Probes: The Structure of the Microarray

A DNA microarray contains a large number of single stranded DNA oligonucleotides from known genes. Commercial DNA microarrays have very high density and yield enormous amounts of data. For example, Affymetrix Human Genome U133 Set incorporates over 1 million unique oligonucleotide features on two microarrays. These features are believed to cover about 33,000 established and putative human genes.

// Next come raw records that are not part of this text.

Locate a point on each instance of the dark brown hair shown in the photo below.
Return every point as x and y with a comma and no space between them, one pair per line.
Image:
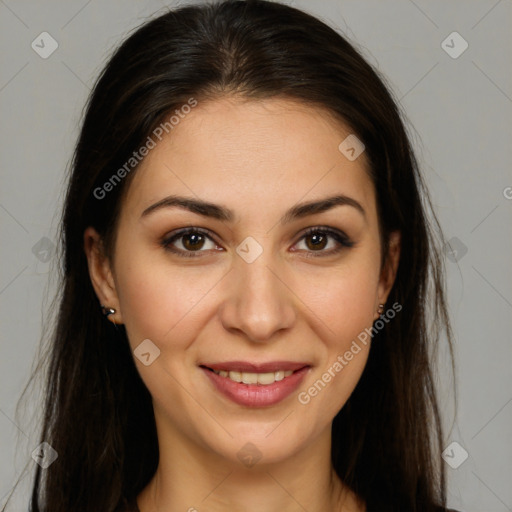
98,414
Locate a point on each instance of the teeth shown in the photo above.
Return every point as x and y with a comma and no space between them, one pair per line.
255,378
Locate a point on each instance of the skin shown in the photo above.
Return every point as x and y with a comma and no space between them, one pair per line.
257,158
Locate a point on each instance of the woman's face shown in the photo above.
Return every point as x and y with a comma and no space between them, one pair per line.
251,287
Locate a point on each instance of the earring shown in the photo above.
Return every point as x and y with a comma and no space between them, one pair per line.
107,311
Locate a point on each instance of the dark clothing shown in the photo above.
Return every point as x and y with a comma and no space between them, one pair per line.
132,507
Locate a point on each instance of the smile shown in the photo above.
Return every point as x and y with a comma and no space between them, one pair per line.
256,389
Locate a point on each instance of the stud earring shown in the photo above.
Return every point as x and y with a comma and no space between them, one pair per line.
107,311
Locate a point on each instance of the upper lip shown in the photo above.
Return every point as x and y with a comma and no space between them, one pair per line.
244,366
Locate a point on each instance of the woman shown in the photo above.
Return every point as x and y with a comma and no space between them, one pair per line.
248,269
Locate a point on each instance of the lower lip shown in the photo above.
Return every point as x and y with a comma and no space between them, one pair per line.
253,395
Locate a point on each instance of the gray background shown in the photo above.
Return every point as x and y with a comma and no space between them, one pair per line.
460,114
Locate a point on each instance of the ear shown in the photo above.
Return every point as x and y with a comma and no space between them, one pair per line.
101,274
388,272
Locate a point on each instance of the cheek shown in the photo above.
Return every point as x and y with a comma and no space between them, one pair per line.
155,298
342,299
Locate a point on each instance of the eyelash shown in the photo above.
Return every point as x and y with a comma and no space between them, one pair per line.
340,237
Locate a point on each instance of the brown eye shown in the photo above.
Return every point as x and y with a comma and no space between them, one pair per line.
317,241
193,241
190,242
319,238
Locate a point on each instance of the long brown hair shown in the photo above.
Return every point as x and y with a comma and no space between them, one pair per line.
98,414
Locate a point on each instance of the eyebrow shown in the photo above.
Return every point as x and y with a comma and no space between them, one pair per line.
207,209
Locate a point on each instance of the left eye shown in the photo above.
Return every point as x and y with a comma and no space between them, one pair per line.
317,239
190,241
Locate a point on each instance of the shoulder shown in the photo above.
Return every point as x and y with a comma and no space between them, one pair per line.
128,506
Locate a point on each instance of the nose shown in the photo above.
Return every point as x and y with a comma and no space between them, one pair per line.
259,301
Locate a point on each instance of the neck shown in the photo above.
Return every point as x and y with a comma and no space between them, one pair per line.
194,479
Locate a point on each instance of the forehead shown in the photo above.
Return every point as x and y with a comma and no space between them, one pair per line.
256,157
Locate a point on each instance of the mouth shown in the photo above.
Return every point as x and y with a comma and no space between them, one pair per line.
256,385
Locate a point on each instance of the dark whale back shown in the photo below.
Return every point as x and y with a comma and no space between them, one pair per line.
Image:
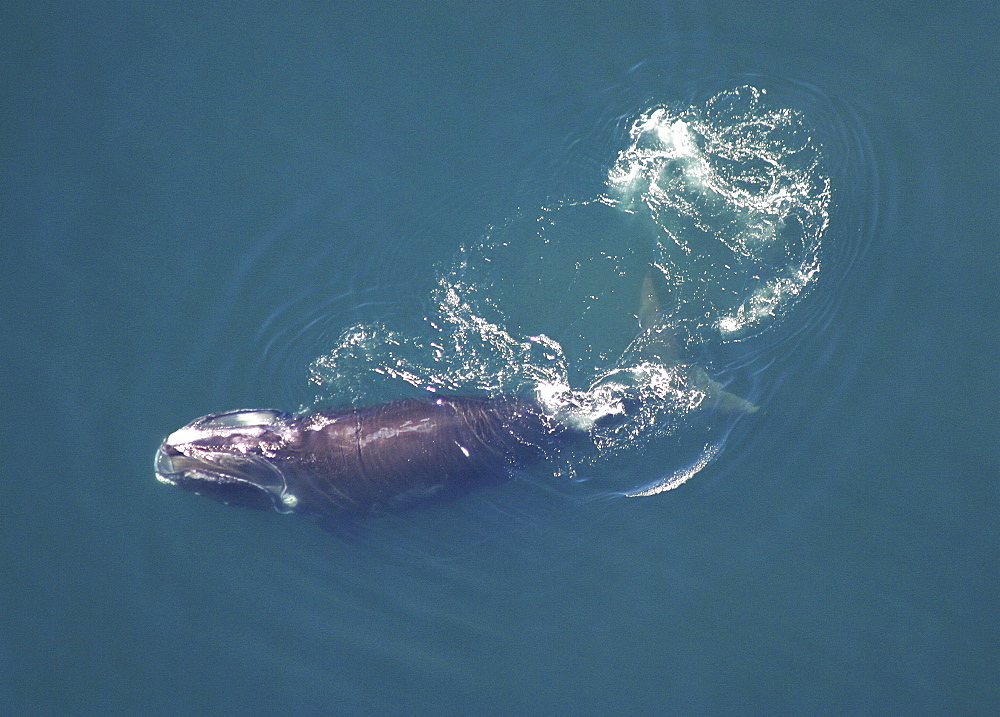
352,460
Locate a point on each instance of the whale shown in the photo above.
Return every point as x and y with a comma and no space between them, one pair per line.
358,460
355,460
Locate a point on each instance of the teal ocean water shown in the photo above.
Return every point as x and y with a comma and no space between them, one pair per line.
212,206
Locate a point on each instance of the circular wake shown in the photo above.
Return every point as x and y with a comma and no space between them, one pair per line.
638,313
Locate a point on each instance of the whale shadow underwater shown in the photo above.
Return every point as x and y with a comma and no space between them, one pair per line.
353,461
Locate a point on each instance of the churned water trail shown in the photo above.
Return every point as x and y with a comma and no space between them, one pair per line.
715,212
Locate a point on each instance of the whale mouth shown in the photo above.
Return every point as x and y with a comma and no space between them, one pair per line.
249,481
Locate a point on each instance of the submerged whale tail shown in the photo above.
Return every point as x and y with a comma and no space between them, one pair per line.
657,343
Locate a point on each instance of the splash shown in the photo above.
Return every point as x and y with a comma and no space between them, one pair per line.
727,201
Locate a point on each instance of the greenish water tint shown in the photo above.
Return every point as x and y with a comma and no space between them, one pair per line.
202,202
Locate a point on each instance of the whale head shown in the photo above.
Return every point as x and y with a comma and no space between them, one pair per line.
229,457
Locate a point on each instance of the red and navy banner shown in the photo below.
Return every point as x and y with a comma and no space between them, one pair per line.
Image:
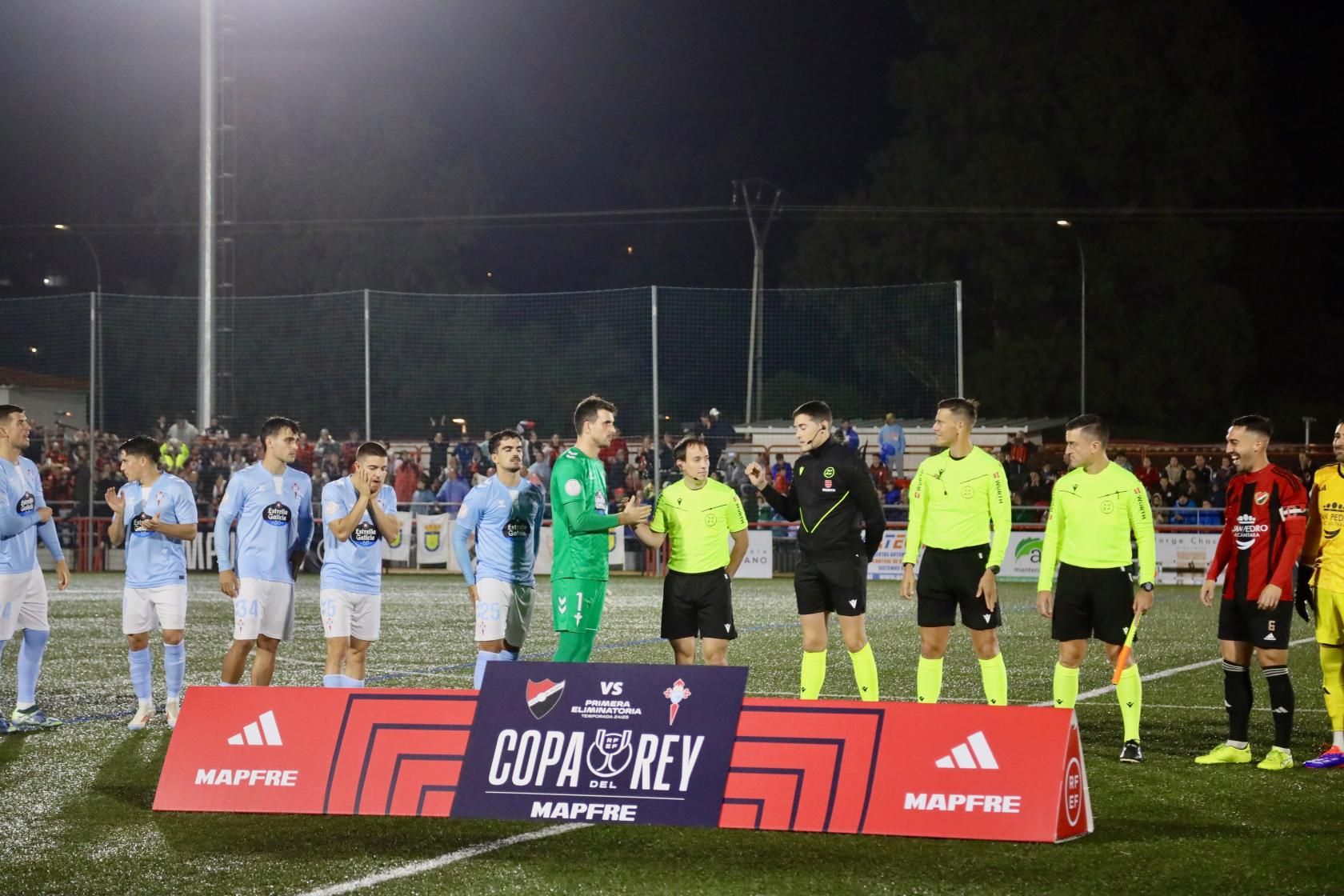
966,771
600,742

Each sequence is represented by 11 probe pairs. Each pair contains a perfect match cell, and a corresponding mismatch cell; the latter are used to calibrate the readings from perfect match cells. Each probe cell in U133 array takes up a square of 18 microns in length and contains many copies of identical 25-nucleotide long oligonucleotides.

Detection of Targets in the Sample

If the tissue sample expresses a particular mRNA, the target sample will contain biotinylated RNA fragments of the same sequence. These target fragments will bind with high affinity to complementary single stranded oligos immobilized on the surface of the gene chip. The target fragments will bind unrelated but homologous sequences, including the probes in the mismatch cell with lower affinity. The extent of binding to the perfect match probe depends on the concentration of the target fragment. The bound target can be visualized by adding a streptavidin-bound fluorescent molecule, such phycoerythrin. Because of the extremely high affinity of streptavidin to biotin, nearly every bound target becomes fluorescent. The raw data from the gene chip is a pixelated image (below) where a group of pixels (e.g. 5 x 5 pixels) corresponds to one probe cell. Thus, one would expect that the intensity of fluorescence from a particular perfect match cell correlates with the amount of bound target, and hence, with the abundance of a particular mRNA in the original sample.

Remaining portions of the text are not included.